If your growth requires roughly the same inputs every period to produce roughly the same outputs — if last quarter's revenue required roughly last quarter's effort — you are not running a system. You are running a treadmill.

That is not a judgment. Treadmills keep businesses alive. They produce revenue. They pay salaries. But they do not build towards anything. They do not get easier with time. And when something in the environment shifts — a channel becomes expensive, a competitor enters, a product needs updating — there is no accumulated advantage to draw from. You start from a similar position every time.

The businesses that navigate disruption most effectively are rarely those with the most resources. They are the ones, as the strategist Roger Martin has observed, that have built structural advantage — positions that are difficult to replicate precisely because they are the product of many connected decisions made over time, not a single clever move.5

That kind of advantage does not come from doing more. It comes from designing better.

In Closing

This is not an argument against effort. Hard work inside a good system is formidable. It is an argument against equating effort with strategy — against assuming that the answer to flat growth is more activity.

The most consequential question for any mid-sized business isn't "what should we be doing?" It is "what are we building, and does what we're doing today make tomorrow easier or harder?"

That question doesn't have a tactical answer.

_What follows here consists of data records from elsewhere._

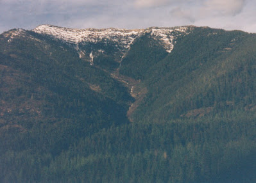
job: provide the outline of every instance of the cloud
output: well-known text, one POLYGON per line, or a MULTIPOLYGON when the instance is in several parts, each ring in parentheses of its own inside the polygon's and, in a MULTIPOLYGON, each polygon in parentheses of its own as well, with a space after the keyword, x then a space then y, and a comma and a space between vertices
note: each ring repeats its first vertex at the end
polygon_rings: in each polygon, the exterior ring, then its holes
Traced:
POLYGON ((215 14, 234 16, 241 12, 245 4, 245 0, 208 0, 202 8, 215 14))
POLYGON ((135 0, 134 5, 136 8, 150 8, 166 5, 169 2, 169 0, 135 0))
POLYGON ((190 9, 182 10, 180 7, 176 7, 170 13, 176 18, 188 20, 191 23, 195 21, 194 13, 190 9))

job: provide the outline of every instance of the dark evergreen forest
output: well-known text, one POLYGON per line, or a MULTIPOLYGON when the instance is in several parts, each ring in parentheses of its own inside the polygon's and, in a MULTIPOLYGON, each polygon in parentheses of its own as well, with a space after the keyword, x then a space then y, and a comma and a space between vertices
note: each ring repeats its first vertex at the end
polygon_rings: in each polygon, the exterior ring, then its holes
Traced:
POLYGON ((145 34, 92 66, 15 31, 0 35, 1 182, 256 182, 256 35, 194 28, 168 53, 145 34))

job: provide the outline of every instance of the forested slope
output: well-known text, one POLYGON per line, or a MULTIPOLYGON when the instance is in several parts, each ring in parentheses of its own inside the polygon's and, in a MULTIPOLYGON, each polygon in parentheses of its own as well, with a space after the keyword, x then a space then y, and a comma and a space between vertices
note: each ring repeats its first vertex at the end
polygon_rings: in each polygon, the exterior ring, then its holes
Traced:
POLYGON ((193 27, 170 53, 145 33, 120 63, 110 47, 92 65, 49 36, 4 33, 0 182, 255 182, 255 45, 193 27))

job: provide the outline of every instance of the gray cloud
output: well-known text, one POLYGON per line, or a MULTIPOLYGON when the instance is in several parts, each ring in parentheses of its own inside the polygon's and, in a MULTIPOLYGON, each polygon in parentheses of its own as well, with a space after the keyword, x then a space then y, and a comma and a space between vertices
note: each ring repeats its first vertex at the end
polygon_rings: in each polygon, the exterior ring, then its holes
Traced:
POLYGON ((0 33, 42 24, 76 28, 194 24, 256 31, 255 6, 254 0, 0 0, 0 33))
POLYGON ((168 4, 169 0, 135 0, 134 5, 137 8, 149 8, 168 4))
POLYGON ((208 0, 202 8, 205 12, 234 16, 241 13, 245 4, 245 0, 208 0))

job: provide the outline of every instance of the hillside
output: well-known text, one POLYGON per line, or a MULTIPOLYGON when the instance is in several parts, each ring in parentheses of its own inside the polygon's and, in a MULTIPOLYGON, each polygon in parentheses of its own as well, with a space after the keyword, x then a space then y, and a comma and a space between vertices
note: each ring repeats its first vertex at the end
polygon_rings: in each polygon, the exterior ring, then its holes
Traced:
POLYGON ((0 35, 1 182, 255 182, 256 35, 0 35))

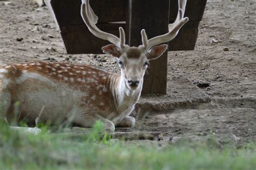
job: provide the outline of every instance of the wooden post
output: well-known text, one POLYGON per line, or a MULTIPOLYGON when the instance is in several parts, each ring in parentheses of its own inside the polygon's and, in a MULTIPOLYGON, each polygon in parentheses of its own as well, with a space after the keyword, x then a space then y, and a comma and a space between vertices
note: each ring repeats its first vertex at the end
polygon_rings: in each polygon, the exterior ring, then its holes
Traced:
MULTIPOLYGON (((168 32, 170 0, 129 0, 126 24, 129 28, 127 42, 131 46, 142 44, 140 31, 144 29, 150 39, 168 32)), ((150 61, 144 77, 142 93, 166 94, 167 51, 156 60, 150 61)))

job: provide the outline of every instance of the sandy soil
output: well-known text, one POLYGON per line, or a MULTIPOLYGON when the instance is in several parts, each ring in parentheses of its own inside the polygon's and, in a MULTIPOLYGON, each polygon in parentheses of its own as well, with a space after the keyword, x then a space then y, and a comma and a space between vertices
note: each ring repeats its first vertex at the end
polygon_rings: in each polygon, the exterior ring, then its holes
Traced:
MULTIPOLYGON (((208 0, 195 50, 169 53, 167 94, 142 97, 136 126, 117 131, 255 141, 255 11, 254 0, 208 0)), ((32 0, 0 1, 0 64, 51 60, 118 72, 109 56, 66 54, 47 8, 32 0)))

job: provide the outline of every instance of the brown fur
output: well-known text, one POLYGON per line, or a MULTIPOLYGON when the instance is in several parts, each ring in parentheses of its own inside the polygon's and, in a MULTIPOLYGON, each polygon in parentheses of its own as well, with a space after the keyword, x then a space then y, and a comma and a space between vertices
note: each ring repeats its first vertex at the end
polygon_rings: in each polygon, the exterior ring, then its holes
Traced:
POLYGON ((137 47, 131 47, 126 54, 129 59, 138 59, 140 57, 142 52, 137 47))

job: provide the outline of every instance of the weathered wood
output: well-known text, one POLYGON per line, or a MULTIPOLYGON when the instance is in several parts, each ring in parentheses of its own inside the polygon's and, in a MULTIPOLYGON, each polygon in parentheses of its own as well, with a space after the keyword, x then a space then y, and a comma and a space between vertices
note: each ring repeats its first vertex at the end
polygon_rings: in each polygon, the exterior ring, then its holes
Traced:
MULTIPOLYGON (((118 27, 125 29, 125 24, 99 24, 97 26, 110 33, 119 36, 118 27)), ((85 24, 60 26, 60 32, 68 54, 102 54, 101 47, 110 42, 93 36, 85 24), (71 41, 71 40, 73 40, 71 41)))
MULTIPOLYGON (((191 22, 199 22, 202 17, 206 5, 207 0, 187 0, 185 10, 185 16, 188 17, 191 22)), ((178 12, 178 1, 170 0, 170 20, 176 19, 178 12)))
MULTIPOLYGON (((153 0, 129 1, 129 45, 142 43, 140 31, 146 30, 149 39, 168 32, 169 0, 156 3, 153 0)), ((127 20, 126 20, 127 22, 127 20)), ((144 77, 143 94, 166 93, 167 52, 156 60, 150 61, 148 74, 144 77)))
MULTIPOLYGON (((59 25, 84 24, 80 13, 81 0, 45 1, 51 5, 59 25)), ((125 20, 126 1, 91 1, 90 4, 99 17, 98 23, 125 20)))

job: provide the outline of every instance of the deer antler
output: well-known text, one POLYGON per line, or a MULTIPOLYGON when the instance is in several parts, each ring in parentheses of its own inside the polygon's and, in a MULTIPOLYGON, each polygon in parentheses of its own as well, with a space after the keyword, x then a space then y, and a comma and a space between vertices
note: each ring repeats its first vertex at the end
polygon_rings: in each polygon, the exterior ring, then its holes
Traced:
POLYGON ((120 38, 116 36, 101 31, 96 26, 98 17, 91 9, 89 4, 89 0, 82 0, 82 2, 81 16, 90 31, 96 37, 110 41, 120 49, 124 48, 125 46, 125 35, 124 29, 121 27, 119 29, 120 38))
POLYGON ((169 31, 168 33, 147 40, 147 37, 145 30, 142 30, 141 34, 143 45, 140 46, 140 48, 143 50, 147 51, 155 45, 170 41, 176 37, 180 28, 188 21, 188 18, 183 18, 186 1, 186 0, 178 1, 179 10, 177 17, 173 24, 169 24, 169 31))

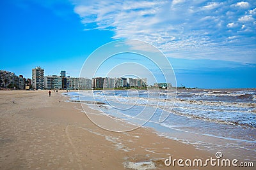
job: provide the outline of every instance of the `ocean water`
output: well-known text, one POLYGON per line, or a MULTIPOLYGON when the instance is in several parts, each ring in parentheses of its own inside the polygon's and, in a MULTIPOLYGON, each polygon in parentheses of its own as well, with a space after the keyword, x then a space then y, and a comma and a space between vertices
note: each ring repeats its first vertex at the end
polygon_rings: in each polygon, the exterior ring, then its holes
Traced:
POLYGON ((256 90, 84 90, 68 92, 71 101, 159 136, 212 153, 255 161, 256 90), (101 106, 92 103, 100 103, 101 106))

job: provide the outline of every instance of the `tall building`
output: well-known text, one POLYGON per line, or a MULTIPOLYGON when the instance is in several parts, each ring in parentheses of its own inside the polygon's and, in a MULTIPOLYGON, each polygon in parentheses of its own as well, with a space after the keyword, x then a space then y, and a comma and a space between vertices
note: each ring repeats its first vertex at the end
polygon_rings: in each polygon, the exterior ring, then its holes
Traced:
POLYGON ((135 78, 128 78, 127 80, 130 87, 134 87, 136 86, 136 81, 135 78))
POLYGON ((102 89, 104 78, 102 77, 93 78, 92 80, 92 87, 93 89, 102 89))
POLYGON ((65 77, 65 76, 66 76, 66 71, 65 71, 65 70, 61 70, 61 71, 60 71, 60 76, 61 76, 61 77, 65 77))
POLYGON ((32 87, 35 89, 44 89, 44 69, 36 67, 32 69, 32 87))
POLYGON ((13 73, 0 70, 0 87, 19 89, 19 79, 13 73))
POLYGON ((80 77, 78 81, 79 89, 91 89, 92 80, 88 78, 80 77))
POLYGON ((20 90, 25 89, 26 78, 22 75, 19 76, 19 89, 20 90))

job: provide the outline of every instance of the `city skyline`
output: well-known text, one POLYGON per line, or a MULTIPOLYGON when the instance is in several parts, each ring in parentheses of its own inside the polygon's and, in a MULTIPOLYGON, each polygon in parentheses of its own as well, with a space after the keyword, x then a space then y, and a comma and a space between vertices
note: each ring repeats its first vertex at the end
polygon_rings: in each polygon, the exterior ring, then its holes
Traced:
POLYGON ((45 74, 65 69, 67 76, 78 77, 95 49, 131 38, 148 42, 164 53, 177 86, 255 87, 254 1, 0 4, 0 69, 29 78, 31 68, 38 66, 45 74))

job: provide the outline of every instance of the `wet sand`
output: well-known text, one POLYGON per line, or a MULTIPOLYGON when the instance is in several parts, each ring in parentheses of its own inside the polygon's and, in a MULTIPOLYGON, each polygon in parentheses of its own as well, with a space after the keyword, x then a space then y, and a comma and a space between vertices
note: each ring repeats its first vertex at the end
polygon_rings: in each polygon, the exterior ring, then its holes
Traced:
MULTIPOLYGON (((79 103, 68 99, 60 91, 51 97, 47 90, 0 91, 0 169, 125 169, 134 162, 145 162, 147 167, 148 161, 154 163, 148 167, 183 169, 165 166, 165 159, 215 158, 212 153, 161 138, 151 129, 106 131, 88 118, 79 103)), ((109 124, 97 111, 84 109, 109 124)), ((113 125, 128 125, 119 123, 113 125)))

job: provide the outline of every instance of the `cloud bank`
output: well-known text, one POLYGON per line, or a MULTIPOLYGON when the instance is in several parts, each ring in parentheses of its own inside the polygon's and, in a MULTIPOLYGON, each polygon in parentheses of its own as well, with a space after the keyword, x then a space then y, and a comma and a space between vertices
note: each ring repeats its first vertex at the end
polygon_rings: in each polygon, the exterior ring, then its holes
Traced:
POLYGON ((85 30, 147 41, 168 57, 256 63, 255 1, 74 1, 85 30))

It has an architectural one.

References

  1. The Innovator's Dilemma, Clayton M. Christensen, Harvard Business Review Press, 1997.
  2. McKinsey & Company, The case for digital reinvention, McKinsey Quarterly, 2019.
  3. Thinking, Fast and Slow, Daniel Kahneman, Farrar, Straus and Giroux, 2011.
  4. The Fifth Discipline: The Art and Practice of the Learning Organisation, Peter M. Senge, Doubleday, 1990.
  5. Playing to Win: How Strategy Really Works, Roger L. Martin & A.G. Lafley, Harvard Business Review Press, 2013.